According to the International Energy Agency (IEA), global electricity demand for AI is expected to reach 800 TWh by 2026, a 75% increase from 460 TWh in 2022. Similar forecasts from Morgan Stanley and Wells Fargo suggest that by 2030, AI-related energy consumption could account for 16% of the USA's current electricity demand.
Despite their differences, AI and blockchain are increasingly converging, with innovative projects emerging. For example, Ocean Protocol offers a decentralized data exchange, enabling AI to access data while maintaining privacy and security. ThoughtAI integrates AI and blockchain directly into data, eliminating traditional application layers and creating more adaptive AI solutions.
However, scalability remains a significant challenge for AI on blockchain. Traditional blockchain architectures need to overcome limitations in data availability and throughput. ZeroGravity (0G) is a platform addressing these issues. 0G is the world's first data availability system with a built-in general-purpose storage layer, offering high scalability and decentralization. It separates data availability into publishing and storage lanes, minimizing data transfer volume and enabling unprecedented data availability and transaction throughput.
0G's performance is impressive, achieving about 50 gigabytes per second compared to competitors like Celestia's 1.4 to 1.5 megabytes per second. Additionally, 0G is approximately 100 times cheaper than its closest competitors.
This performance opens up numerous AI/blockchain use cases previously deemed impractical. In finance, 0G's scalability could enable sophisticated AI-powered trading algorithms to operate directly on-chain. Large-scale federated learning systems on the blockchain could lead to breakthroughs in privacy-preserving AI, allowing multiple parties to train AI models collaboratively without sharing sensitive data. This has significant implications for fields like healthcare, where data privacy is crucial but collaborative research is essential.

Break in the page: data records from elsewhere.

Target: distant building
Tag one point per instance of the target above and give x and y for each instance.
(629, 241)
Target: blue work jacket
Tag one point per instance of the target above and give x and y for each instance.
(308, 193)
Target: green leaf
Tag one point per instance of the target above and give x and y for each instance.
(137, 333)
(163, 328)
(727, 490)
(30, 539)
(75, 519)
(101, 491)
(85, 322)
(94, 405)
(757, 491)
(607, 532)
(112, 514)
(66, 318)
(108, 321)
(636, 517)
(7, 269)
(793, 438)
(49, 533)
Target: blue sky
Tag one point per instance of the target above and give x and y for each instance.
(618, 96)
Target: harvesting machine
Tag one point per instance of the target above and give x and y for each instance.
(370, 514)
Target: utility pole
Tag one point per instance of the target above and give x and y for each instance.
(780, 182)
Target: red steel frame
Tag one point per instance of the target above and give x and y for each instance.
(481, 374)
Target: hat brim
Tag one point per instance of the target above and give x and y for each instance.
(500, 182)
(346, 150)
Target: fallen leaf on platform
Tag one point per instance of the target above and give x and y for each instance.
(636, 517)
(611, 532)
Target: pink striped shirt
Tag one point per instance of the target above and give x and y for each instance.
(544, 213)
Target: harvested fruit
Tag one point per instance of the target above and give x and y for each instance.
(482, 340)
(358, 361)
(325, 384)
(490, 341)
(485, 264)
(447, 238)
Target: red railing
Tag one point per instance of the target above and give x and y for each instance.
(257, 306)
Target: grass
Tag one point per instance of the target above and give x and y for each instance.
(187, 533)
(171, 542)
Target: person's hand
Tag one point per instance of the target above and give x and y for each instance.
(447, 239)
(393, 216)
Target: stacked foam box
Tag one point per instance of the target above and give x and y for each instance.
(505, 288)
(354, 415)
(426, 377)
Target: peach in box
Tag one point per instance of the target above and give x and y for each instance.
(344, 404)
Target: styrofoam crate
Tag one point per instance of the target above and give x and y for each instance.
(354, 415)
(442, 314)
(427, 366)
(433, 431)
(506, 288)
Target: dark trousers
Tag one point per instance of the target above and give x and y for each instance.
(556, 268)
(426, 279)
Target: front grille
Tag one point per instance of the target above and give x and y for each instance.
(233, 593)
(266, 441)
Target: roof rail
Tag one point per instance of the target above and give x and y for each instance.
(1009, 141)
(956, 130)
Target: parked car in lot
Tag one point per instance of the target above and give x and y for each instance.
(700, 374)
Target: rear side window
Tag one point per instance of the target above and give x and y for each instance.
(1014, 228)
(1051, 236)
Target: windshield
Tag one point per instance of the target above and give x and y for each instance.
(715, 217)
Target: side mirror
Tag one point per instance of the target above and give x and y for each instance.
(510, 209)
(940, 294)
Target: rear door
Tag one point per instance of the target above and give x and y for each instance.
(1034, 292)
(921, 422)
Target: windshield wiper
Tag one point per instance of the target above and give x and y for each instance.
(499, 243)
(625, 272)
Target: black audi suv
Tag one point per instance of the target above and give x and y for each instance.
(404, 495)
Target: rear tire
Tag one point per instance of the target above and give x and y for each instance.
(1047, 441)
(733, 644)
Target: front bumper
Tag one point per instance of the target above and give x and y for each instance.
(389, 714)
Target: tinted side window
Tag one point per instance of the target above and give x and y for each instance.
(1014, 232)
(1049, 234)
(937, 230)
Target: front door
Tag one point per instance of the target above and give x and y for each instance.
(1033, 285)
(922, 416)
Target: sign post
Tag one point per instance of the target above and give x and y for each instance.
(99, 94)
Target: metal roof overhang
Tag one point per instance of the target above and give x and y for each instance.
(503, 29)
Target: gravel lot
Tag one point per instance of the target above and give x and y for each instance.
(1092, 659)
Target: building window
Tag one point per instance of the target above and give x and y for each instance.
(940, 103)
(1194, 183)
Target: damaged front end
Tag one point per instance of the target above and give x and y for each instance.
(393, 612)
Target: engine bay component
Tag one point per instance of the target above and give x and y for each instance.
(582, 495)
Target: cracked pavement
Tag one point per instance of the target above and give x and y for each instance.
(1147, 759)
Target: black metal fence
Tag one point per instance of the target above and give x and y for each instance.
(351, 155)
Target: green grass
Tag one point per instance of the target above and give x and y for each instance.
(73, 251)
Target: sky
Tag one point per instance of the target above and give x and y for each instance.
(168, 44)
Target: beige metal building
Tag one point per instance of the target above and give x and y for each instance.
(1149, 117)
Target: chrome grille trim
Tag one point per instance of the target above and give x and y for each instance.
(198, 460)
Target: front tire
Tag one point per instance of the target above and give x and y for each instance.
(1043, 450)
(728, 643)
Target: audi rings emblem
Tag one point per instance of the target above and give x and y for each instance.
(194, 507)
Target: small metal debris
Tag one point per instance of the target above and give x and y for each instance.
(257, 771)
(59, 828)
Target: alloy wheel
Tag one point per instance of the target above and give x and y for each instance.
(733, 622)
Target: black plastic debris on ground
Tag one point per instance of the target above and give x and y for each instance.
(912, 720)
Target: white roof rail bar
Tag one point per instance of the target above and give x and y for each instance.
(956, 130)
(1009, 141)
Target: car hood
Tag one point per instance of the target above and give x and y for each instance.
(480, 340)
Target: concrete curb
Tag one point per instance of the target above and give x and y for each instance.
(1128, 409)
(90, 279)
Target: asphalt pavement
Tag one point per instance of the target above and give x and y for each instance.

The convergence of AI and blockchain represents a massive economic opportunity. The AI industry is projected to be worth $1.3 trillion by 2030, while the blockchain market is expected to reach $248.8 billion by 2029. Companies and platforms that successfully navigate this convergence, solving technical challenges and unlocking new value propositions, will be well-positioned to capture a significant share of this trillion-dollar opportunity.